Laboratory of Molecular Neurobiology, Neurobiology Center, Nencki Institute of Experimental Biology of the Polish Academy of Sciences, Warsaw, Poland.
Lab Invest. 2017 May;97(5):498-518. doi: 10.1038/labinvest.2017.19. Epub 2017 Mar 13.
High-grade gliomas are rapidly progressing tumors of the central nervous system (CNS) with a very poor prognosis despite extensive resection combined with radiation and/or chemotherapy. Histopathological and flow cytometry analyses of human and rodent experimental gliomas revealed heterogeneity of a tumor and its niche, composed of reactive astrocytes, endothelial cells, and numerous immune cells. Infiltrating immune cells consist of CNS resident (microglia) and peripheral macrophages, granulocytes, myeloid-derived suppressor cells (MDSCs), and T lymphocytes. Intratumoral density of glioma-associated microglia/macrophages (GAMs) and MDSCs is the highest in malignant gliomas and inversely correlates with patient survival. Although GAMs have a few innate immune functions intact, their ability to be stimulated via TLRs, secrete cytokines, and upregulate co-stimulatory molecules is not sufficient to initiate antitumor immune responses. Moreover, tumor-reprogrammed GAMs release immunosuppressive cytokines and chemokines shaping antitumor responses. Both GAMs and MDSCs have ability to attract T regulatory lymphocytes to the tumor, but MDSCs inhibit cytotoxic responses mediated by natural killer cells, and block the activation of tumor-reactive CD4 T helper cells and cytotoxic CD8 T cells. The presence of regulatory T cells may further contribute to the lack of effective immune activation against malignant gliomas. We review the immunological aspects of glioma microenvironment, in particular composition and various roles of the immune cells infiltrating malignant human gliomas and experimental rodent gliomas. We describe tumor-derived signals and mechanisms driving myeloid cell accumulation and reprogramming. Although, understanding the complexity of cell-cell interactions in glioma microenvironment is far from being achieved, recent studies demonstrated several glioma-derived factors that trigger migration, accumulation, and reprogramming of immune cells. Identification of these factors may facilitate development of immunotherapy for gliomas as immunomodulatory and immune evasion mechanisms employed by malignant gliomas pose an appalling challenge to brain tumor immunotherapy.

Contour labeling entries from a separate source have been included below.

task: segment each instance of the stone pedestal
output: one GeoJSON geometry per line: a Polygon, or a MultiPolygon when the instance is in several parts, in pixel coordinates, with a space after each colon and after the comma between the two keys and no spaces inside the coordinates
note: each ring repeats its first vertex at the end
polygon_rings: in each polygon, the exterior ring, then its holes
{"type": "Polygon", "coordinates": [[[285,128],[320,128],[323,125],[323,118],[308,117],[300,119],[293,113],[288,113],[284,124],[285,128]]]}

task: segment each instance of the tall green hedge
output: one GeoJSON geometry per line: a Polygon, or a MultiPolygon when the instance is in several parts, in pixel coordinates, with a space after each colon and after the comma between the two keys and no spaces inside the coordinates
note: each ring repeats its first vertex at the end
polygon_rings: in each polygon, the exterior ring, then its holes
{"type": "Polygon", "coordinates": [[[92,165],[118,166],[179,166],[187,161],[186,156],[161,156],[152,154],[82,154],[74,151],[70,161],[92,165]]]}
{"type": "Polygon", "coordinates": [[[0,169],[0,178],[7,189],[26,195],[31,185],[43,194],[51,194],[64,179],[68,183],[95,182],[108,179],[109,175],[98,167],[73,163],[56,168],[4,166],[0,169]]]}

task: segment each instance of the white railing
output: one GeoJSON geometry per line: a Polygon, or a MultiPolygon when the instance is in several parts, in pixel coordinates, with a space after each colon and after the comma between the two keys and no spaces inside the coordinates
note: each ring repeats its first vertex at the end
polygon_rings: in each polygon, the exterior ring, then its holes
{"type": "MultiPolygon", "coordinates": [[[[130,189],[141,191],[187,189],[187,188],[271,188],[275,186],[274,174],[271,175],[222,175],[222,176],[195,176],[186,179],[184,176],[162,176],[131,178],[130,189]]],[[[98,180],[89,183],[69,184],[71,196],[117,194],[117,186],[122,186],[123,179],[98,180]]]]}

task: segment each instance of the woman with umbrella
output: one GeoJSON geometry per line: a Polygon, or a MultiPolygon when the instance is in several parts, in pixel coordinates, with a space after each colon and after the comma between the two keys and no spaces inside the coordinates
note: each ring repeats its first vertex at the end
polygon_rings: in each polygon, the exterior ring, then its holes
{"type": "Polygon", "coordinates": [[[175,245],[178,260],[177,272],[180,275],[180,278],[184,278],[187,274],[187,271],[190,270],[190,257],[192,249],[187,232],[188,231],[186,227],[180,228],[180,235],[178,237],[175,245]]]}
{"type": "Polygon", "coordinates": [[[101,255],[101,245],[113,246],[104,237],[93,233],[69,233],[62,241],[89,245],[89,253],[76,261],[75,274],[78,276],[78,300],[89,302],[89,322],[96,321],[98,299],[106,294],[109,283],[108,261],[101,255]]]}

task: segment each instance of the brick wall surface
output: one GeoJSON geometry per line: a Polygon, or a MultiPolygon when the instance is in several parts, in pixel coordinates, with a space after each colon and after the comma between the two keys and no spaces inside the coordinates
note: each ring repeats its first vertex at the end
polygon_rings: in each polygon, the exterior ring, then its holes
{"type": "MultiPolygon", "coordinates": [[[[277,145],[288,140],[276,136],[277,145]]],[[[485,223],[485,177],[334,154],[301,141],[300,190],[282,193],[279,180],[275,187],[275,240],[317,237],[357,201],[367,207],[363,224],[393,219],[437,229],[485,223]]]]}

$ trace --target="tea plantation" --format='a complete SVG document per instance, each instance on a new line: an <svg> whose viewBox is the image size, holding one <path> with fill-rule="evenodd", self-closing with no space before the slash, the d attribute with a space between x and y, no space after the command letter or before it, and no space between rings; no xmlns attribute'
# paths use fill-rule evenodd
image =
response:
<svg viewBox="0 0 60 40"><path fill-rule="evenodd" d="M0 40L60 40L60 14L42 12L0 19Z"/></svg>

高级别神经胶质瘤是一种中枢神经系统(CNS)快速进展的肿瘤,尽管进行了广泛的切除联合放疗和/或化疗,但其预后仍非常差。对人类和啮齿动物实验性神经胶质瘤的组织病理学和流式细胞术分析表明,肿瘤及其微环境存在异质性,由反应性星形胶质细胞、内皮细胞和大量免疫细胞组成。浸润性免疫细胞包括中枢神经系统固有细胞(小胶质细胞)和外周巨噬细胞、粒细胞、髓源性抑制细胞(MDSCs)和 T 淋巴细胞。脑肿瘤相关小胶质细胞/巨噬细胞(GAMs)和 MDSCs 的肿瘤内密度在恶性神经胶质瘤中最高,并与患者的生存呈反比。尽管 GAMs 具有一些完整的固有免疫功能,但它们通过 TLR 被刺激、分泌细胞因子和上调共刺激分子的能力不足以引发抗肿瘤免疫反应。此外,肿瘤重编程的 GAMs 释放免疫抑制细胞因子和趋化因子,塑造抗肿瘤反应。GAMs 和 MDSCs 都有能力将调节性 T 淋巴细胞吸引到肿瘤中,但 MDSCs 抑制自然杀伤细胞介导的细胞毒性反应,并阻止肿瘤反应性 CD4 T 辅助细胞和细胞毒性 CD8 T 细胞的激活。调节性 T 细胞的存在可能进一步导致针对恶性神经胶质瘤缺乏有效的免疫激活。我们综述了神经胶质瘤微环境的免疫学方面,特别是浸润恶性人类神经胶质瘤和实验性啮齿动物神经胶质瘤的免疫细胞的组成和各种作用。我们描述了肿瘤衍生信号和机制,驱动髓样细胞的积累和重编程。尽管对神经胶质瘤微环境中细胞-细胞相互作用的复杂性的理解还远远没有实现,但最近的研究表明了几种触发免疫细胞迁移、积累和重编程的神经胶质瘤衍生因子。鉴定这些因子可能有助于开发神经胶质瘤的免疫治疗,因为恶性神经胶质瘤所采用的免疫调节和免疫逃逸机制对脑肿瘤免疫治疗构成了严峻的挑战。